CXCL16 is a special ligand of CXCR6. CXCL16 is overexpressed in patients with lung cancer, while its expression is predominantly decreased after chemotherapy and VEGF-targeted therapy, which is associated with better response rates [55]. However, the role of CXCL16 in lung cancer immunotherapy remains unclear. Herein, cell-cell interaction analysis revealed that classical/non-classical monocytes could interact with CD8+MAIT cells in responders through the CXCL16-CXCR6 axis but not in non-responders. Our results suggest that the CXCR6-CXCL16 axis mediates the enhanced immunotherapeutic efficacy of CD8+MAIT cells in NSCLC. However, further exploration is needed in the future.

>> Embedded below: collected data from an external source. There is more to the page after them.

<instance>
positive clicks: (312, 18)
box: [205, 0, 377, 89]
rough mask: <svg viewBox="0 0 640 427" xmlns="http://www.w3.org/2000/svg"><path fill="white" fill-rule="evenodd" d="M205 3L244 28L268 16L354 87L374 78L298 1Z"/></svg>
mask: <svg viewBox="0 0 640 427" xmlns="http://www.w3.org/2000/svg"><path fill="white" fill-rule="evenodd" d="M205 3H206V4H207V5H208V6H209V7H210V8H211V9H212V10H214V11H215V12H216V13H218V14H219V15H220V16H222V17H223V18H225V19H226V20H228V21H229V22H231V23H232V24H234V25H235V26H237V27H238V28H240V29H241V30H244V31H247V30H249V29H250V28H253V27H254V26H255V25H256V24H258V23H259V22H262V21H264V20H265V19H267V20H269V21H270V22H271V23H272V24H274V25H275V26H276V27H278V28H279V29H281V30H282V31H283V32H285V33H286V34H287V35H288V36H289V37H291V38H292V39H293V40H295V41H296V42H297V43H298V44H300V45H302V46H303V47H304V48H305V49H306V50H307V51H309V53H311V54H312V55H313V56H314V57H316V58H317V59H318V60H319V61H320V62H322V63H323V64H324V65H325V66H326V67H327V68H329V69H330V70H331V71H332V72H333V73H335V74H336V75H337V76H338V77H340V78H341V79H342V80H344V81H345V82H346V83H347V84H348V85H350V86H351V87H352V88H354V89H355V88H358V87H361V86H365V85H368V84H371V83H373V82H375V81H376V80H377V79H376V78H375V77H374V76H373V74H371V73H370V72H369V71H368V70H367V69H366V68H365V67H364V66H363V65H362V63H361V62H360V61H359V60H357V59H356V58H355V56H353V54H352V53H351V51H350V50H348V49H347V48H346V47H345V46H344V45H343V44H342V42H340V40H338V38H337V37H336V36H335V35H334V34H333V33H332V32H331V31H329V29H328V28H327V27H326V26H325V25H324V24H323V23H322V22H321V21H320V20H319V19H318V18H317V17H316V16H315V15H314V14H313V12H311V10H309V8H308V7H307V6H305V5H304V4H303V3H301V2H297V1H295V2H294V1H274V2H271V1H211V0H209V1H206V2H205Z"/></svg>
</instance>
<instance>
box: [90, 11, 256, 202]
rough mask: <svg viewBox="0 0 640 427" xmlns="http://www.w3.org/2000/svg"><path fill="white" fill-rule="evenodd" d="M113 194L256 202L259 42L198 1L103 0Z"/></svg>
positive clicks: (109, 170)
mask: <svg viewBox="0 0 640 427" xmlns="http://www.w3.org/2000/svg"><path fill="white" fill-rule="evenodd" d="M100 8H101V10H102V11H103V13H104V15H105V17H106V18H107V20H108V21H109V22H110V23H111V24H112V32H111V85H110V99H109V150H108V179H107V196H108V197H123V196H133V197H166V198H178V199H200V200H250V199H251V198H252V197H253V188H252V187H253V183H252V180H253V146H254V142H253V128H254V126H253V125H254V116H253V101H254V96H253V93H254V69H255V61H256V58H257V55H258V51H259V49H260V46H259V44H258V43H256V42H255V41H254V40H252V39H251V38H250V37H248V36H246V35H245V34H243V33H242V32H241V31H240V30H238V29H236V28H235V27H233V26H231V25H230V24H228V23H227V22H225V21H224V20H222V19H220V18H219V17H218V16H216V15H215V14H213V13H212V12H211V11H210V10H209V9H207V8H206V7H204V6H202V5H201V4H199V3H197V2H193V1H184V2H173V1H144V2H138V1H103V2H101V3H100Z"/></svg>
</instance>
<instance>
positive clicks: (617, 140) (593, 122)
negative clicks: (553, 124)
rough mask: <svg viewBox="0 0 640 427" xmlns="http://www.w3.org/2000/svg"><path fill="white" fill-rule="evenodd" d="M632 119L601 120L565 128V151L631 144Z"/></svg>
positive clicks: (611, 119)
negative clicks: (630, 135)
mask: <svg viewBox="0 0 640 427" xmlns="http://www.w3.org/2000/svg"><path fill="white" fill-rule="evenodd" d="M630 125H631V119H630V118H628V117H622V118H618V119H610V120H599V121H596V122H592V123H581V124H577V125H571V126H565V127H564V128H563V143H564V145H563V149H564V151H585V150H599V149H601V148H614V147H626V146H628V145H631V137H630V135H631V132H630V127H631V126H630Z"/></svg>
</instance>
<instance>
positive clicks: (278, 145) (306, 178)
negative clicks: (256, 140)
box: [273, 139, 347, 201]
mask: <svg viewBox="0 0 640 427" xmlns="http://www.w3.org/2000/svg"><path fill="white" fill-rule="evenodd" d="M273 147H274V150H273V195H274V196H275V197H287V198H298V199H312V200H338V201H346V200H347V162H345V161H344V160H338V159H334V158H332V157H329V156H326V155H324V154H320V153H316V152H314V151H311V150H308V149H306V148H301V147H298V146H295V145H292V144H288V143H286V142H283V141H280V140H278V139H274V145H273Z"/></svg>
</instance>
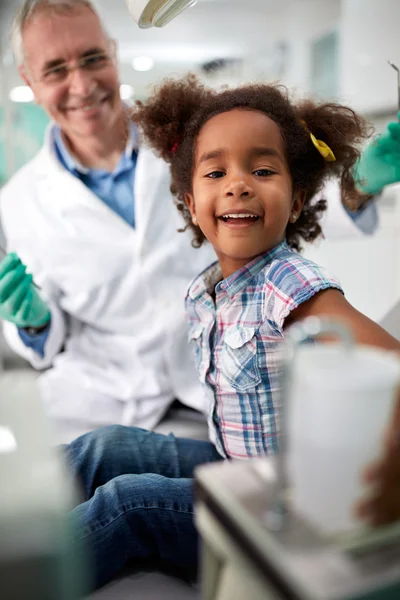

This study has some limitations that warrant consideration. For instance, although we found that the features of CD8+MAIT cells from patients prior to treatment may be associated with immunotherapy efficacy, the characteristics of CD8+MAIT cells during treatment were not explored. The results of this study were based only on the analysis of clinical samples, such as peripheral blood and tumor tissues, and have not been thoroughly studied and verified by functional experiments in cells and in vivo using animal models. In addition, the follow-up time and sample size of the validation cohort is limited, more data need to be collected afterwards for further verification. With the development of new technologies for MAIT cell isolation and expansion and the construction of chimeric animal models, it provides us an opportunity to investigate the specific molecular mechanisms by which CD8+MAIT cells affects the efficacy of immunotherapy in patients with NSCLC.

Conclusion

In summary, we demonstrated that the CD8+MAIT subset is specifically enriched in the peripheral blood of immunotherapy-responsive patients with NSCLC. The correlation between CD8+MAIT cells expression and immunotherapy sensitivity may be ascribed to high CXCR6 expression. Here, for the first time, we elucidated that CD8+MAIT cells in the peripheral blood could be a potential predictive biomarker for immunotherapy efficacy.